Now, after only 121 years, our goal is in sight. At the current rate of expansion of the Esperanto movement, everybody in the world will speak it by the year 6011485, give or take a million, assuming zero population growth and the complete disappearance of Americans. Yanks don’t much take to talkin’ foreign.
So maybe we Esperantists are optimistic crackpots. The thing of it is, crackpots have a good track record when it comes to I-told-you-sos. As I have seen at this conference in Montreal, our invented language actually works. Esperantists have normal conversations, give lectures, write books and make friends with people from different countries.

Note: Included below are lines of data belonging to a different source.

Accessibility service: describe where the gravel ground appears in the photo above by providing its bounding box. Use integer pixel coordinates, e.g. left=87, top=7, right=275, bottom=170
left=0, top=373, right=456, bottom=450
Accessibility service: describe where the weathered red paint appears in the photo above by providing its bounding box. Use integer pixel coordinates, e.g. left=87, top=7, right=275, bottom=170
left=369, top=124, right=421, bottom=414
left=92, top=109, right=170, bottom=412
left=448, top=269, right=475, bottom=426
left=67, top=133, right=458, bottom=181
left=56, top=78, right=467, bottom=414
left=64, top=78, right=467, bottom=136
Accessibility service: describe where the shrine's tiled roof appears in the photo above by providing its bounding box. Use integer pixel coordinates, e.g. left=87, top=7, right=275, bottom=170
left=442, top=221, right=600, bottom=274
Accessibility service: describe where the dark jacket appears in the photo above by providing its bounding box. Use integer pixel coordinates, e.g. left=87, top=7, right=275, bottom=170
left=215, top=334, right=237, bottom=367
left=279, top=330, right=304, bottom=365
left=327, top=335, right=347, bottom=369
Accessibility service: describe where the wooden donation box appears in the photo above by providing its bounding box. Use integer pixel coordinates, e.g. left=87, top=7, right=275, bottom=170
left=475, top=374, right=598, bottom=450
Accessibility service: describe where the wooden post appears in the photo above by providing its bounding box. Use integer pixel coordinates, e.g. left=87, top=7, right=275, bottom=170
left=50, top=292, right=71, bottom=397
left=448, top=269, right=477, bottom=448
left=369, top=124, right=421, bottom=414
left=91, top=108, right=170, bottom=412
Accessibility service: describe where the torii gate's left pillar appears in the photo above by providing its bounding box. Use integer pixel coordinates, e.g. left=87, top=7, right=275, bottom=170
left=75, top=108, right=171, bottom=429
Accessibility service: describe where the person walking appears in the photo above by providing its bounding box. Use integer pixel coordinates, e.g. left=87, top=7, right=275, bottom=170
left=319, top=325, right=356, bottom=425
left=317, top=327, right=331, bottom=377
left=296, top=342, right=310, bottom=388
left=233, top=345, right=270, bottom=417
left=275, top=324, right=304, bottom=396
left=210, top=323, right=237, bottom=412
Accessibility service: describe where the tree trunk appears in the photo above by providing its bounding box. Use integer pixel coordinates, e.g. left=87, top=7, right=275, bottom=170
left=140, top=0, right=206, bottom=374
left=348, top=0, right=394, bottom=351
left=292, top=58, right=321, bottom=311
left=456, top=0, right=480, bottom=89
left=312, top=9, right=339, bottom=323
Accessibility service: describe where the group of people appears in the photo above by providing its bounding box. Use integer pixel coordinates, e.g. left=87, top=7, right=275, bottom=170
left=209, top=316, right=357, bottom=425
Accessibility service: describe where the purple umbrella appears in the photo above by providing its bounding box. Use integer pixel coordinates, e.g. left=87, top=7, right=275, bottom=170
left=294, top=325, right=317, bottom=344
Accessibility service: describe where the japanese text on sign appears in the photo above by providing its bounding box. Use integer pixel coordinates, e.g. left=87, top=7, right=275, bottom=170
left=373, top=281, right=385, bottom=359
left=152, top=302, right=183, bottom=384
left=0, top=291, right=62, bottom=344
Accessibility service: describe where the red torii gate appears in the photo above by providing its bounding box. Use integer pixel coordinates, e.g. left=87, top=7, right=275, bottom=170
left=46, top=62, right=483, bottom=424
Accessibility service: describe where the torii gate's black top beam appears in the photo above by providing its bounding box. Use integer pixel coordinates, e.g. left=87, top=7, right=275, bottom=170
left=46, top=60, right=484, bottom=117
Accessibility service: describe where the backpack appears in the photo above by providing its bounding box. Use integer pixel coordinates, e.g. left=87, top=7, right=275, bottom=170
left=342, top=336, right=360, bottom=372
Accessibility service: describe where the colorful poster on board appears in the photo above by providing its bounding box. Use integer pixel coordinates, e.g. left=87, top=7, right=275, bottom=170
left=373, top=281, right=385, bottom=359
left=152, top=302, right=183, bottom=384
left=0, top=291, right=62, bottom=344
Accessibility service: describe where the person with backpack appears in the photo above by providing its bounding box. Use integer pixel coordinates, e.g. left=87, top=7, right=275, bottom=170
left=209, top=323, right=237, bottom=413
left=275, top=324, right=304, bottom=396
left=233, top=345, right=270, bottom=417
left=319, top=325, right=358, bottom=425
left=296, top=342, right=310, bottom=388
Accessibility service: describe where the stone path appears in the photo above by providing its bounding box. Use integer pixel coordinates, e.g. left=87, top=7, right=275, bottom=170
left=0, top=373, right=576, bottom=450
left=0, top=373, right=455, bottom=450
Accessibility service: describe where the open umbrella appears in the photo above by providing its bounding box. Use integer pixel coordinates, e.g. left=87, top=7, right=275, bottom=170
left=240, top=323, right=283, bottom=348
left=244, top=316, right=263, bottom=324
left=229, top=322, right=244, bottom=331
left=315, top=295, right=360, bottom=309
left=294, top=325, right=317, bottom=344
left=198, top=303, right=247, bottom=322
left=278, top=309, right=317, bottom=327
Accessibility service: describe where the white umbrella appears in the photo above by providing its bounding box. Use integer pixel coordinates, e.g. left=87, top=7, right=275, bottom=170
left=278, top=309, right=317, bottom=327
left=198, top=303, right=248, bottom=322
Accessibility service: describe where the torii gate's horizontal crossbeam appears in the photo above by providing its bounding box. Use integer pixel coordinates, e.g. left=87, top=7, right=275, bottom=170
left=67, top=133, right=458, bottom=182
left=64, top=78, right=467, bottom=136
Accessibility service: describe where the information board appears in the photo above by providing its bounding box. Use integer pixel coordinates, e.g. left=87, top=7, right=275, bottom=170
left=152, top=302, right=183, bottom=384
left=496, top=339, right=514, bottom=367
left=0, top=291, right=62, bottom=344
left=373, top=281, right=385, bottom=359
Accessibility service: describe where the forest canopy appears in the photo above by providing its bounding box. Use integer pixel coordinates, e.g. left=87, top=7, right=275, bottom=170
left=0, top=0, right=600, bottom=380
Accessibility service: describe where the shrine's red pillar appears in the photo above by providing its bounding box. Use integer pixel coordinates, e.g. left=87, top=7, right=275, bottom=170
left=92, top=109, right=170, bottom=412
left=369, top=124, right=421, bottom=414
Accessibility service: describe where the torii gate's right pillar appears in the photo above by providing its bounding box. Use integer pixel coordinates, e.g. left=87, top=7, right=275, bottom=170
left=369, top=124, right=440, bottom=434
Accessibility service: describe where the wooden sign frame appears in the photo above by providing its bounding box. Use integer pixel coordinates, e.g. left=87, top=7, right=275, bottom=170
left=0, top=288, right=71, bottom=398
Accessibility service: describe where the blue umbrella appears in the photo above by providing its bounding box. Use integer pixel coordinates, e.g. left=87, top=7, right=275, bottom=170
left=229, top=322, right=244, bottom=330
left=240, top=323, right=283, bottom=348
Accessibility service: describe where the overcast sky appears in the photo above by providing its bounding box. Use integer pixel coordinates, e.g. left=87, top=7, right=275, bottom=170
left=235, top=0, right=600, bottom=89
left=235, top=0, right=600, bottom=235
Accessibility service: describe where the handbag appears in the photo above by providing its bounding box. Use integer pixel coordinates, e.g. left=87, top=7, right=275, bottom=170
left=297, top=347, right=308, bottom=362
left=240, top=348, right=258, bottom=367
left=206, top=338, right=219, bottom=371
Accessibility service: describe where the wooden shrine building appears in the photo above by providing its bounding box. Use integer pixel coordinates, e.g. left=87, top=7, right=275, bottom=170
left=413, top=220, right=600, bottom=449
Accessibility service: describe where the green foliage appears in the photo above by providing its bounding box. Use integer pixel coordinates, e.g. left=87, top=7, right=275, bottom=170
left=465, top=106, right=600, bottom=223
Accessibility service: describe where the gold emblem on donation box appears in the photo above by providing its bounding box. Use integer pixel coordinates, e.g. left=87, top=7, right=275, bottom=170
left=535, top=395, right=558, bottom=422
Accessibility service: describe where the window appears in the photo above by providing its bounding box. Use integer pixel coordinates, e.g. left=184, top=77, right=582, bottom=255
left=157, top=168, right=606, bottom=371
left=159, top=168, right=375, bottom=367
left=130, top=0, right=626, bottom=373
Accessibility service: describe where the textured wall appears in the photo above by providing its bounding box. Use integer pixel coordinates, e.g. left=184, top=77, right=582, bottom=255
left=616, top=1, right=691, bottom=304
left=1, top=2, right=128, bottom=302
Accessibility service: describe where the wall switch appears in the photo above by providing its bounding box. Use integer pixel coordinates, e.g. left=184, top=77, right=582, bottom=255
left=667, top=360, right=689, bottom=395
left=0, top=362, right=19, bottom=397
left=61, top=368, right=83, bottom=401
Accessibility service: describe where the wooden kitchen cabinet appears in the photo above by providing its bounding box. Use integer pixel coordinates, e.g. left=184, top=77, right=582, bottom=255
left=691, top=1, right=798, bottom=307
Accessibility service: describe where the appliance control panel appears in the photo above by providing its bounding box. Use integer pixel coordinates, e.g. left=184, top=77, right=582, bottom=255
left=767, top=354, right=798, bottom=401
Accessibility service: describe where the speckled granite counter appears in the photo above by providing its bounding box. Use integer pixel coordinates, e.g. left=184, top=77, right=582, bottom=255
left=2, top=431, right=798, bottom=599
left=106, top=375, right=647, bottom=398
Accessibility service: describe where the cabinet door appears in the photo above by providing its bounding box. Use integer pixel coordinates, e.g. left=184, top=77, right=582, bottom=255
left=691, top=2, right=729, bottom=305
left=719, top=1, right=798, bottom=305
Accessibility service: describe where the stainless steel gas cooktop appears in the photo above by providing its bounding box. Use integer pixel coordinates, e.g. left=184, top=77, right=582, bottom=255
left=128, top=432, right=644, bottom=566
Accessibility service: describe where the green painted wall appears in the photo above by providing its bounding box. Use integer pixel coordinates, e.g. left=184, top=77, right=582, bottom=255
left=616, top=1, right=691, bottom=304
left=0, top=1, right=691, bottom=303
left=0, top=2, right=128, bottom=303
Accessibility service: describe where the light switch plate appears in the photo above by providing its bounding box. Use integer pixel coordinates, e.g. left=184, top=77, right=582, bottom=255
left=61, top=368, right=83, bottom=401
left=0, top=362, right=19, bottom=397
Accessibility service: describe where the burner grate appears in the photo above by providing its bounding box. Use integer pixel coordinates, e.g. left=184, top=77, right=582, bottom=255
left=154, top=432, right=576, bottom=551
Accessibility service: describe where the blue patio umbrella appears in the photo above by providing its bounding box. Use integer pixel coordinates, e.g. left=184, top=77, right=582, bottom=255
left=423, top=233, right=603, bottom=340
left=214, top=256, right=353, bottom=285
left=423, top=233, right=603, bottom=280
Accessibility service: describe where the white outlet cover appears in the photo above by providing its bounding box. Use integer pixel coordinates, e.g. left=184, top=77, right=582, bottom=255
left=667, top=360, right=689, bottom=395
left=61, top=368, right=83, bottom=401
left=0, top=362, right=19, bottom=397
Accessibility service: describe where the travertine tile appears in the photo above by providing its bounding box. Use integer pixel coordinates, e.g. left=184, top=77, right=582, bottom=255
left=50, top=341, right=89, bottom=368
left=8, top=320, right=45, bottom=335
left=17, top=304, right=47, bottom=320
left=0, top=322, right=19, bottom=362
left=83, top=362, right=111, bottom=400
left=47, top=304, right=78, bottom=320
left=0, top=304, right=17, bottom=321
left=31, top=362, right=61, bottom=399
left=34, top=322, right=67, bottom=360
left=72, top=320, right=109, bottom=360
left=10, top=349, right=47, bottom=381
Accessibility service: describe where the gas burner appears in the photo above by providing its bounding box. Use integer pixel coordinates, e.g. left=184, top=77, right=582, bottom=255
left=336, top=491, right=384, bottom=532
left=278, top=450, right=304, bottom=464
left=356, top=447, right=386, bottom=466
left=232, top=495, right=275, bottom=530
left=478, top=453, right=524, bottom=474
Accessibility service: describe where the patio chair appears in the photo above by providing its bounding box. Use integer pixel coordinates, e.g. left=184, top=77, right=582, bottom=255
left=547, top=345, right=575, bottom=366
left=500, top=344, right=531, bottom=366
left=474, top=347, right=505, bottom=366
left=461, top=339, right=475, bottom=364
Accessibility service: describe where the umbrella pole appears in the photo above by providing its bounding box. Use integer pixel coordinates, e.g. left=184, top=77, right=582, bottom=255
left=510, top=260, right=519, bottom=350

Then there are the endorsements. Williiam Baden Powell, the founder of the Boy Scouts, recommended it. The Oomoto religious sect in Japan requires members to learn it, and the U.S. Army once used it as the language of the aggressors in war games. Hitler declared it a Jewish conspiracy, like democracy and a free press.
As it happens, Montreal is also the home of the prophet Raël, who in 1973 announced that space aliens created earth humans 22,000 years ago. Our extraterrestrial creators told him we have to adopt a common language for the whole world, but oddly, they did not name Esperanto specifically. They also told Raël that we should clone ourselves to achieve immortality, and we should never cut our hair because it functions as an antenna system for telepathy with the aliens.
And speaking of Klingons and Canada, the first full-length movie ever made in Esperanto starred Canadian actor William Shatner, before he became Capt. Kirk.
Maybe the world peace thing is a little overoptimistic, but if you learn Esperanto, maybe you too can win an Emmy for playing a senile corporate lawyer on TV.